What we suspected, but may not have fully realized until recently, was how widespread throughout the county that talent is — especially among the higher-classification schools.
That's not to say the lower classification teams aren't also loaded. Defending state champions Buford (Class AA) and Hebron Christian (Class A) currently lead their respective region races, while GAC,
Providence Christian and Wesleyan are all right in the thick of races for state playoff berths.
But a look at the standings in Regions 7-AAAAA and 8-AAAAA would make even long-time observers hard-pressed to come up with a season in which there was so much talent — and so much parity — in the local regions as this year.
"It's one of those things where every (game), you know you have a chance if you can keep it close … late," North Gwinnett coach Frank Vashaw said minutes after his Bulldogs beat Peachtree Ridge 3-2 on Saturday at Coolray Field. "One of the college guys told me at the beginning of the year, 'You're going to find out when you get a three- or four-run lead, you think you're up by eight or nine.' I can't really attest to that, because we haven't had that situation, really."
Few teams in Region 7-AAAAA have been in that kind of comfortable position this season.
The North win over Peachtree Ridge on Saturday marked the 18th game in that region this spring decided by a single run, while six more have been decided by two runs.
In addition, seven region games have needed extra innings to determine a winner.
"In this region, every ball game, you're getting battle tested," said Peachtree Ridge coach Ryan Hanik, whose Lions have been had 10 of their 13 region games decided by two runs or less, including two in extra innings. "We've just got to hope that these (close games) help us in the playoffs, if we're fortunate enough to get there."
That last phrase, "if we're fortunate enough to get there," is the quite apt, given how competitive
Region 7 from top to bottom is this year. I can't remember a season in which there are literally no weak links in a region.
Sure, you can look at the standings and see Norcross at 3-9 and Duluth at 3-10 (heading into Monday afternoon's play).
But neither the Blue Devils nor the Wildcats can be seen as a sure thing. No team that features multiple pitching options like Norcross does with Chris Raasch, Joseph Wilber and Jackson Williams or Duluth does with Zack Erwin and Chris Rich can be.

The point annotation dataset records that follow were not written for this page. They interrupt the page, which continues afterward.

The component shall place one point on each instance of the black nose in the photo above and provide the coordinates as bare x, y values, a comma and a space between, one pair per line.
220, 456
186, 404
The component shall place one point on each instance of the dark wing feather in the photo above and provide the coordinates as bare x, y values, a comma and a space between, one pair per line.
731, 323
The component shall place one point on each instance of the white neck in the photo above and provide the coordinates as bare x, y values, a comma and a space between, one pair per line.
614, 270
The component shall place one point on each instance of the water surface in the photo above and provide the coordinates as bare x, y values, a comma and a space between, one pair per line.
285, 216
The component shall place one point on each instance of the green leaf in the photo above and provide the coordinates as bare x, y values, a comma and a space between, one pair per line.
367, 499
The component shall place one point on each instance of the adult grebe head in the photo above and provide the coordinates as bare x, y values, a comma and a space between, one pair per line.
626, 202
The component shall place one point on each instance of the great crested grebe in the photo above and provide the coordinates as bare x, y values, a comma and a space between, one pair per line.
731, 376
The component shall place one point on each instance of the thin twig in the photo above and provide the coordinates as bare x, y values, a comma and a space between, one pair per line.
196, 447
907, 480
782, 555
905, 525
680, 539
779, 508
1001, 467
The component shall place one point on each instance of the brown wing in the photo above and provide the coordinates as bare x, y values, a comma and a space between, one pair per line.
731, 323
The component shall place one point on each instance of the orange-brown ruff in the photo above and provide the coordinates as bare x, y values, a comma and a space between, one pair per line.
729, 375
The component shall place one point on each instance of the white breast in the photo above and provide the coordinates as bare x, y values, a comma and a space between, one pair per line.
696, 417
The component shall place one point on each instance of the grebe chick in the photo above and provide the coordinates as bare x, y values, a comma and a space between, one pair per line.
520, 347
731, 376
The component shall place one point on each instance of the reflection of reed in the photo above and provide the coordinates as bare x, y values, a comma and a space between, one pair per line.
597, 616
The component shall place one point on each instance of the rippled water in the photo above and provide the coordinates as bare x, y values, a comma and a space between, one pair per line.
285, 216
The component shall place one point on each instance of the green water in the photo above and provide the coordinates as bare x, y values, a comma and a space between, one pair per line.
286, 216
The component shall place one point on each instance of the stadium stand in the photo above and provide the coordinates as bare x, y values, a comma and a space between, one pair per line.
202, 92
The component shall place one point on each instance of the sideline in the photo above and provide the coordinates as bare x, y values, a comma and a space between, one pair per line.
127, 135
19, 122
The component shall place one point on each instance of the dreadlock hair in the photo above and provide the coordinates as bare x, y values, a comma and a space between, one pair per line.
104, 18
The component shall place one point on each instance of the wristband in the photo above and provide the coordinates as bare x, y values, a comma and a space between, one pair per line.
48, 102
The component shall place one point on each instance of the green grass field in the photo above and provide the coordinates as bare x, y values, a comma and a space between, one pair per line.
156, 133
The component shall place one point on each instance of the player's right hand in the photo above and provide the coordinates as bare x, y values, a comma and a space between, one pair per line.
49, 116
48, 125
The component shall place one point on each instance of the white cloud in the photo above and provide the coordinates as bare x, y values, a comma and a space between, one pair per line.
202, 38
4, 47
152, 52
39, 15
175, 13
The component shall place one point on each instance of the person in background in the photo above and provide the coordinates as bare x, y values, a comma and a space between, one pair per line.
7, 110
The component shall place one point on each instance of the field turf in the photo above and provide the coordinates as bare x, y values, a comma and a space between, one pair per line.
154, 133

In fact, both team also still have a shot at the last of the region's four postseason berths.
And while Region 8-AAAAA may be a little more top-heavy than Region 7-AAAAA, Gwinnett's other Class AAAAA region is also ultra competitive this year, with 10 games decided by one run and three having gone to extra innings.
While Parkview, Grayson and Brookwood are separated by just two games for the top spot, other upstarts like Shiloh, South Gwinnett and Archer have been able to more than hold their own with the leaders.
Even Central Gwinnett (in eighth place in the nine-team standings with a 3-8 region mark heading into Monday) has scored a victory over contender Brookwood this season.
And like Region 7-AAAAA, the answer to that competitiveness can be found in the proliferation of talent distributed throughout the region.
"You look at Region 8, too," Vashaw said from an outsider's perspective. "You've got two or three (big-time players) at Grayson. You've got two or three guys at Parkview. You've got the one kid (Lucas Sims) who absolutely can (do everything) at Brookwood. You've got (Josh) Nance at Shiloh. I don't know (much) about the other guys, but there's a lot of talent (in Region 8-AAAAA)."
Who knows whether or not this parity will help or hurt each region's representatives when the state playoffs begin next month, especially since the two regions are matched up with each other in the first round?
What is certain is that the last two weeks should be really fun to watch the postseason races shake out.